Let me try this more clearly than the other answers, which aren't wrong. You ask:
So, can someone please elaborate what this EM field is with respect to $\vec E$ and $\vec B$ in the context of Helmholtz decomposition?
There is no "EM field in the context of Helmholtz decomposition". Helmholtz just says that every vector field $\vec V$ is decomposable as curl and gradient of two other fields, i.e.
$$\vec V = \vec \nabla \phi + \vec \nabla \times \vec A $$
You can do this for the electric or the magnetic field, of course, but this isn't particularly enlightening as to the nature of "the EM field". A field should behave nicely under transformations, and special relativity with its action on the electric and magnetic fields shows us that we should not add them together, but seek a quantity that transforms nicely under Lorentz transformations instead:
"The electromagnetic field" is equivalently the gauge four-potential $A$ (consisting of the scalar electrostatic potential in the temporal and the magnetic vector potential in the spatial entries) or its derivative, the field strength tensor $F = \mathrm{d}A$. Electric and magnetic fields become part of the tensor as
\begin{align}
F^{0i} & = E^i \\
F^{ij} & = \sum_k\epsilon^{ijk}B^k
\end{align}
This is "the EM field", but it has nothing to do with Helmholtz decomposition, since electromagnetism is properly looked at in the four-dimensional setting of special relativity, for which only the general Hodge decomposition may be applied, of which Helmholtz is a special case, but even this has nothing to do with it.
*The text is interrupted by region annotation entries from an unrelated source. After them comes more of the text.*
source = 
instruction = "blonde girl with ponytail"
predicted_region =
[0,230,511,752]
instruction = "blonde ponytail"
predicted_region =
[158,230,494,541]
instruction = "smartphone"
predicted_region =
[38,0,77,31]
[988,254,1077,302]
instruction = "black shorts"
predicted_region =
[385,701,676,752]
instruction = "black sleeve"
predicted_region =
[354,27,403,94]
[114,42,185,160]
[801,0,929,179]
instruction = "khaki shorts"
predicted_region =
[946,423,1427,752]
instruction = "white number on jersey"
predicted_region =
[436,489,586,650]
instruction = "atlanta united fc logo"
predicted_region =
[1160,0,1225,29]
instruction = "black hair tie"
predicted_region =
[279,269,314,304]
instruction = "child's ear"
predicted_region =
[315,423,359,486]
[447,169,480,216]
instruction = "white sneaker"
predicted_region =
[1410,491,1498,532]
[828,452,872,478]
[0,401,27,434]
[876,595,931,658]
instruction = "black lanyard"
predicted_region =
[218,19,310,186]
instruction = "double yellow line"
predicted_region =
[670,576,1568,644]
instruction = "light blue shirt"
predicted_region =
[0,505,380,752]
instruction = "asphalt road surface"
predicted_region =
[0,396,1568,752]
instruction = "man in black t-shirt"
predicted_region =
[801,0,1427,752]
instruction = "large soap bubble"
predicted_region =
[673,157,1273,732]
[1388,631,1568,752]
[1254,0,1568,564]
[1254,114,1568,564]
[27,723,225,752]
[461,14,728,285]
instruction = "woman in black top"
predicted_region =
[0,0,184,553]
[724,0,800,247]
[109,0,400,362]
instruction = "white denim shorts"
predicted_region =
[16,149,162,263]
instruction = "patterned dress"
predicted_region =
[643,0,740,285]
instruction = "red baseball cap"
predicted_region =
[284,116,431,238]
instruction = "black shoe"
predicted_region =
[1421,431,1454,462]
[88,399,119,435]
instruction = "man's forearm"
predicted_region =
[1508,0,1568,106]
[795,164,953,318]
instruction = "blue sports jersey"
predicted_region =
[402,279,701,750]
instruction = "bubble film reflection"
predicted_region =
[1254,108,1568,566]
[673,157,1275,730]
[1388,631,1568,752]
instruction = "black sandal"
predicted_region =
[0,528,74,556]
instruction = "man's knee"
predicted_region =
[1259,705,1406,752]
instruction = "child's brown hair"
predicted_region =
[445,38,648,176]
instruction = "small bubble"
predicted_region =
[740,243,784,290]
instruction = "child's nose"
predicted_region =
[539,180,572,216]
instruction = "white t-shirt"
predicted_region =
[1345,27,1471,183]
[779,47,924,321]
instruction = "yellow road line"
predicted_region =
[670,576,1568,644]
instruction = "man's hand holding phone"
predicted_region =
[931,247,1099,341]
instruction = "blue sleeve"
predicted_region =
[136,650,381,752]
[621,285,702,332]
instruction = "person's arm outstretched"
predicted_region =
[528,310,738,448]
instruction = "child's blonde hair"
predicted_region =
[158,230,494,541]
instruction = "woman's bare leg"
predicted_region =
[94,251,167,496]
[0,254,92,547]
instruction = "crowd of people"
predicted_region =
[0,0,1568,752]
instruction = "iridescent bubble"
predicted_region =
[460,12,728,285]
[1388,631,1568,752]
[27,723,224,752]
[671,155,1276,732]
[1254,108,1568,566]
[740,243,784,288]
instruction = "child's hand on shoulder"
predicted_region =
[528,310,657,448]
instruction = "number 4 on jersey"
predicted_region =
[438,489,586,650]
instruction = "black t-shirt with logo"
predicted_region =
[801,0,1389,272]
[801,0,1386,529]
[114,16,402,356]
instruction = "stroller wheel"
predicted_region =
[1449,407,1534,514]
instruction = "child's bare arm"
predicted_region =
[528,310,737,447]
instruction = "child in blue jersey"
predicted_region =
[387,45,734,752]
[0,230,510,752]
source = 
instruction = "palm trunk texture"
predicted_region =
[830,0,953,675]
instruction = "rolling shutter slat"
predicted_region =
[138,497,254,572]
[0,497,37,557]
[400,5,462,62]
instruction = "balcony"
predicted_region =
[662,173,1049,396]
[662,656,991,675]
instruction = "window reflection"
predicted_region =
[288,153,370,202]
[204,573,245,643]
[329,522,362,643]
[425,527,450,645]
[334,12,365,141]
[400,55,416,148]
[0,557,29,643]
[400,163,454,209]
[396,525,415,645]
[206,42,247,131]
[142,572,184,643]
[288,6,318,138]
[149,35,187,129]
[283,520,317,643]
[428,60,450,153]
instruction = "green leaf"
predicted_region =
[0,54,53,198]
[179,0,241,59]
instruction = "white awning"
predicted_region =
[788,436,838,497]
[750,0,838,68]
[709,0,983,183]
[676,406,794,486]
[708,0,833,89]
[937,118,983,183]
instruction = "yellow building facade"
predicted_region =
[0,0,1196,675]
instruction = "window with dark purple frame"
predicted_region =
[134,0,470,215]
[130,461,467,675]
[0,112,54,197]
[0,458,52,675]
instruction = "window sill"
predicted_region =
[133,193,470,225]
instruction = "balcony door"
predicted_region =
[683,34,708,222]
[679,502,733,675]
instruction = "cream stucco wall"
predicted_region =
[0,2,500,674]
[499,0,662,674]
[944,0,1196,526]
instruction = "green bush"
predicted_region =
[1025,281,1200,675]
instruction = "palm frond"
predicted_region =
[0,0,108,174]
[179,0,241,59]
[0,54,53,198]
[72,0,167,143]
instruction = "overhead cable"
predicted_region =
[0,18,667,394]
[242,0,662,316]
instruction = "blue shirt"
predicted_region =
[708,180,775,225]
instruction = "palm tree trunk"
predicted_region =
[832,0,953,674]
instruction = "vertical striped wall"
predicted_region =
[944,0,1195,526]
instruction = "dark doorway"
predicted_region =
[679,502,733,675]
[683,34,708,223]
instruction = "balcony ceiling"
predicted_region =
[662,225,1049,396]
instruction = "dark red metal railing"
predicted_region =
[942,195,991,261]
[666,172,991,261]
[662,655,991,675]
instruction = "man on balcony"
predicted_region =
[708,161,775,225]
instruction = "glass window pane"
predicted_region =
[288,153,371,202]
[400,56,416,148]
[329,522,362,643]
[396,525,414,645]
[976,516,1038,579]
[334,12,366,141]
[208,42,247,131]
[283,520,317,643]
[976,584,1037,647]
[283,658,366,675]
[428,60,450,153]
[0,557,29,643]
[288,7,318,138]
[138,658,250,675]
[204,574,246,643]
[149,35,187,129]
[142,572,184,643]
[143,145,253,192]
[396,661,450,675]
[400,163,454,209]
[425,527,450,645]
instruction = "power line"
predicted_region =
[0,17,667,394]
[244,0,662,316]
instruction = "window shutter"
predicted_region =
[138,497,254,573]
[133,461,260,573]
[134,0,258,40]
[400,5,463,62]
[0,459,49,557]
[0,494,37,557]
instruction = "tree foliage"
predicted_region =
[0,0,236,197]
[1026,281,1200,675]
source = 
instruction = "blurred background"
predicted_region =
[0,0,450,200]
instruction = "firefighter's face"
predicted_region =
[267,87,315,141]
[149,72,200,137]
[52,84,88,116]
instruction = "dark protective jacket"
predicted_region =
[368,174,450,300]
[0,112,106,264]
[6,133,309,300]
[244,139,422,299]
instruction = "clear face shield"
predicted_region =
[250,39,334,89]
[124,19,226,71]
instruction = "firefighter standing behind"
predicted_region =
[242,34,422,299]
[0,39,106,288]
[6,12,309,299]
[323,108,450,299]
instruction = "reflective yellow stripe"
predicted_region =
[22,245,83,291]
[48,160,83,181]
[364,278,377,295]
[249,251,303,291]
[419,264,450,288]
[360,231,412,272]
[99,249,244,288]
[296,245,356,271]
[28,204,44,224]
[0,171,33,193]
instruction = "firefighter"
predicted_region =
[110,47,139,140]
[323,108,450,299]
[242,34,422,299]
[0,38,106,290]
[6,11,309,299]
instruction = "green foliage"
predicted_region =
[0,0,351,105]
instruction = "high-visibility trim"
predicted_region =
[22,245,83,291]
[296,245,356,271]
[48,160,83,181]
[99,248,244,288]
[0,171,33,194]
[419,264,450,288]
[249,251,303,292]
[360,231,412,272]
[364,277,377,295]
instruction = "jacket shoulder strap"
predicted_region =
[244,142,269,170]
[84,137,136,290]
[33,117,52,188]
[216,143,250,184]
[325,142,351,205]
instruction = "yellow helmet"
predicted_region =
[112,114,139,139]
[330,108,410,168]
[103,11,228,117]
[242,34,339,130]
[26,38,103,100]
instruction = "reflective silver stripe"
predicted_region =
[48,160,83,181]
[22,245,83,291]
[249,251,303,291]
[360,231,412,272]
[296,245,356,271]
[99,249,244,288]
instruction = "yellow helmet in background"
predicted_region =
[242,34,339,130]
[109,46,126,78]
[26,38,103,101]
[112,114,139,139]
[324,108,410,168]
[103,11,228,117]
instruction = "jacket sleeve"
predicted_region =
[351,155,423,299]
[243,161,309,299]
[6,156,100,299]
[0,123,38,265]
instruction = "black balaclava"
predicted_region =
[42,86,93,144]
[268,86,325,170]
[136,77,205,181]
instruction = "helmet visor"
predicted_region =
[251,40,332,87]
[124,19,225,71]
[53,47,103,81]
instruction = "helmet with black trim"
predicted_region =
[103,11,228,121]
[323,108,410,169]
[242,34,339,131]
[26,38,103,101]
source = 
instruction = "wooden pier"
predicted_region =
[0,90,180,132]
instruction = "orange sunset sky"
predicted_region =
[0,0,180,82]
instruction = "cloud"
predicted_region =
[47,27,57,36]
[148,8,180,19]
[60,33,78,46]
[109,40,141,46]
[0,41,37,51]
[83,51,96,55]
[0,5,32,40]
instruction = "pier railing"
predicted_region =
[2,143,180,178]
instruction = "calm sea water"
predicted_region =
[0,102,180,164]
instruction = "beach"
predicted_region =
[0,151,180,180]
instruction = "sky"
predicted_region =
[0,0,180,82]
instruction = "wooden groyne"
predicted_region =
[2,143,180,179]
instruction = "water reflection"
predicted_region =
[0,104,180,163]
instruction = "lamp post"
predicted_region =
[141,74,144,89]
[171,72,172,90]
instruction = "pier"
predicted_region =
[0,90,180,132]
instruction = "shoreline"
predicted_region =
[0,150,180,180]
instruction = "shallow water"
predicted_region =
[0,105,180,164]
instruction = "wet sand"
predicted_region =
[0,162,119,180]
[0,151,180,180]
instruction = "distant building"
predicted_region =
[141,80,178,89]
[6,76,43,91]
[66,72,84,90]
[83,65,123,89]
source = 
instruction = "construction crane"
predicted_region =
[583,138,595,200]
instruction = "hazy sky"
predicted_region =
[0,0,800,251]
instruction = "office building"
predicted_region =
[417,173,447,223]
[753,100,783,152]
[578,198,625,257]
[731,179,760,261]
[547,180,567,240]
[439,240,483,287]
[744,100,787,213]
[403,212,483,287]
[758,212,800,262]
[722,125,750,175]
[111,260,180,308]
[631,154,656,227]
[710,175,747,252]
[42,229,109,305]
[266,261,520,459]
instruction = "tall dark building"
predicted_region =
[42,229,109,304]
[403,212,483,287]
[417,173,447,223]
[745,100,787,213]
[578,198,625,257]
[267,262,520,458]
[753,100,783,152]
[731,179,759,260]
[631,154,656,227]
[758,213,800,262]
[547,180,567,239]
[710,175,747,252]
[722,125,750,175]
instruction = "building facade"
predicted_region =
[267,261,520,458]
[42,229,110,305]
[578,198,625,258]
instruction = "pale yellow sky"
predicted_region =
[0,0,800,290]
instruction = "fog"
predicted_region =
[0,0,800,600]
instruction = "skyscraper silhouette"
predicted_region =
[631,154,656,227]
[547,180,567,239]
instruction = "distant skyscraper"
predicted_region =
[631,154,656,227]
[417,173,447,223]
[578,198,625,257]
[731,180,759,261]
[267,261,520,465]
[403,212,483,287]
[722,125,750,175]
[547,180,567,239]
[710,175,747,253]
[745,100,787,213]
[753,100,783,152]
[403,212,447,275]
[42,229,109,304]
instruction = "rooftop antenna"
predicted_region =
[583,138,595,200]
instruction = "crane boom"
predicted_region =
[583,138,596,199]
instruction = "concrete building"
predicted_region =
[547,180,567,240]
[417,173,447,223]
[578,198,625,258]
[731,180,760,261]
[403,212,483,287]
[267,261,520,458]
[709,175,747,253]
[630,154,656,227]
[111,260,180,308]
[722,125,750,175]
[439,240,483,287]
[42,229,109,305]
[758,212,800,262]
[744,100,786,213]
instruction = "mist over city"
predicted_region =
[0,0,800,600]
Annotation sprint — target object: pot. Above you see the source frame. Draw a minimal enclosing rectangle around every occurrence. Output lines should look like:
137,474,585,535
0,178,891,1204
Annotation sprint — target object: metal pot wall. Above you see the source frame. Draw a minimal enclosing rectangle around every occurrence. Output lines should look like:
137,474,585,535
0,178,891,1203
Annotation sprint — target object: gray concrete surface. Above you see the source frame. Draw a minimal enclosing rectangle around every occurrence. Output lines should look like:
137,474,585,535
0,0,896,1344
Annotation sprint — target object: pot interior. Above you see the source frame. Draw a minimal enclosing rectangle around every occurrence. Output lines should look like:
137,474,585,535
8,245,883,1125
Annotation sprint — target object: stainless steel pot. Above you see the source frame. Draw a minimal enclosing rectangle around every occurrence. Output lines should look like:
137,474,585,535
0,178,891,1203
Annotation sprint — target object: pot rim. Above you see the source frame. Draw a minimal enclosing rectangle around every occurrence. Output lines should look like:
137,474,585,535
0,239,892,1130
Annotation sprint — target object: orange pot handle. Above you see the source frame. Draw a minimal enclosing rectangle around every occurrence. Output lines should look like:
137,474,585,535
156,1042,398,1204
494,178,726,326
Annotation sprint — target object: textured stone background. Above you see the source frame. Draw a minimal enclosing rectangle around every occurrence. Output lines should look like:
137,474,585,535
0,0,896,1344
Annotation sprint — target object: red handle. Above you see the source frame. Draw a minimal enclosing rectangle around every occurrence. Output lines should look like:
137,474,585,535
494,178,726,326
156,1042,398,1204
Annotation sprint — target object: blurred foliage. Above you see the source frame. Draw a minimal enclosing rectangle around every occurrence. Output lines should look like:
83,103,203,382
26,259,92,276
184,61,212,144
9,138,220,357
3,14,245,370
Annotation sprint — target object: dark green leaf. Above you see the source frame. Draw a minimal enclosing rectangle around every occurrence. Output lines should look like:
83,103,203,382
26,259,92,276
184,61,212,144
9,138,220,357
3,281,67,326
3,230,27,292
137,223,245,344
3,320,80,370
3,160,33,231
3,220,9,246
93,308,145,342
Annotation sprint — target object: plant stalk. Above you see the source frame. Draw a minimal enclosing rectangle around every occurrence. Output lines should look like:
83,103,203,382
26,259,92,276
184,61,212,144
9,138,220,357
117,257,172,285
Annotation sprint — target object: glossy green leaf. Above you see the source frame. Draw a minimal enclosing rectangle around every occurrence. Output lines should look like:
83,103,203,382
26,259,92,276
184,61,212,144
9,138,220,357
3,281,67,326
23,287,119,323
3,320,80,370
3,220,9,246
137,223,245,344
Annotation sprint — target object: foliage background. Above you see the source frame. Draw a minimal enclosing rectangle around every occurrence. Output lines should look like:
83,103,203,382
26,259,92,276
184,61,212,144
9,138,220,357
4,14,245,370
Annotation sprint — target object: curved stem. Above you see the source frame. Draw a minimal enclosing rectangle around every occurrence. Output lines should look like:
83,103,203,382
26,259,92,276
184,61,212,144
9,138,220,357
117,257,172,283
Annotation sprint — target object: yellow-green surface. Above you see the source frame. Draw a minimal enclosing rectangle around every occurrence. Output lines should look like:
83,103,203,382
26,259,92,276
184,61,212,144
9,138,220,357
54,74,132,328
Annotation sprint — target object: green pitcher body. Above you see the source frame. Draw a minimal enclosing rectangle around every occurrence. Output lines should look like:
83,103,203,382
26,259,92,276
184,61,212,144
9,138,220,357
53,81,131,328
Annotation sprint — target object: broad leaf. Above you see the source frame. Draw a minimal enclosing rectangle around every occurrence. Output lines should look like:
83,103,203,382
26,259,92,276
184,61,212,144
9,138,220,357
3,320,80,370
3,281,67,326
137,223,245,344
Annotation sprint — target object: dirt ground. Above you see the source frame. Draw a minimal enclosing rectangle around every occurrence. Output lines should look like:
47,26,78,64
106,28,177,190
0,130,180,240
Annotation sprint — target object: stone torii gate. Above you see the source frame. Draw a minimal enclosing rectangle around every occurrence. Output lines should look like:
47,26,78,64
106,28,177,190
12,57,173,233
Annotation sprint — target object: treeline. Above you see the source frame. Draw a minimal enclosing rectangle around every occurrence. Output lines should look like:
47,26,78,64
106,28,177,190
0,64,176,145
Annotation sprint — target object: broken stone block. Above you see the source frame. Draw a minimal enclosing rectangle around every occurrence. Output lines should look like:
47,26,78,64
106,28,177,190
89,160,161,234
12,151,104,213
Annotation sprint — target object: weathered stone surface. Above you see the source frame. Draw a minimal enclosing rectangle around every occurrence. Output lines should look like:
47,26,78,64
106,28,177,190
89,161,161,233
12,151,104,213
This EM field acts on the four-velocity, reproducing the Lorentz force by
$$ \frac{\mathrm{d}p}{\mathrm{d}t} = q F(u)$$
where $u$ is the four-velocity, and $(F(u))_\mu = F_{\mu\nu}u^\nu$.
Best Answer
As long as the field can be Fourier transformed, $$\tilde{\mathbf F}(\mathbf k) = \frac1{(2\pi)^{3/2}} \iiint e^{-i\mathbf k\cdot\mathbf r} \mathbf F(\mathbf r) d^3\mathbf r, $$ we can separate $\tilde{\mathbf F}$ into the longitudinal and traverse parts $$ \tilde{\mathbf F}(\mathbf k) = \tilde{\mathbf F}_\parallel(\mathbf k) + \tilde{\mathbf F}_\perp(\mathbf k)$$ where $$ \tilde{\mathbf F}_\parallel(\mathbf k) = \hat{\mathbf k} (\hat{\mathbf k}\cdot\tilde{\mathbf F}(\mathbf k)).$$ This makes $$ \mathbf k\cdot\tilde{\mathbf F}_\perp(\mathbf k) = 0, \quad \mathbf k\times\tilde{\mathbf F}_\parallel(\mathbf k) = 0,$$ which is equivalent to ($\mathbf k \mapsto -i\nabla$) $$ \nabla\cdot{\mathbf F}_\perp(\mathbf r) = 0, \quad \nabla\times{\mathbf F}_\parallel(\mathbf r) = 0,$$ when performing the inverse Fourier transform (again requiring it works). Thus shows $\mathbf F$ is split into a divergence-free part $\mathbf F_\perp$ and curl-free part $\mathbf F_\parallel$.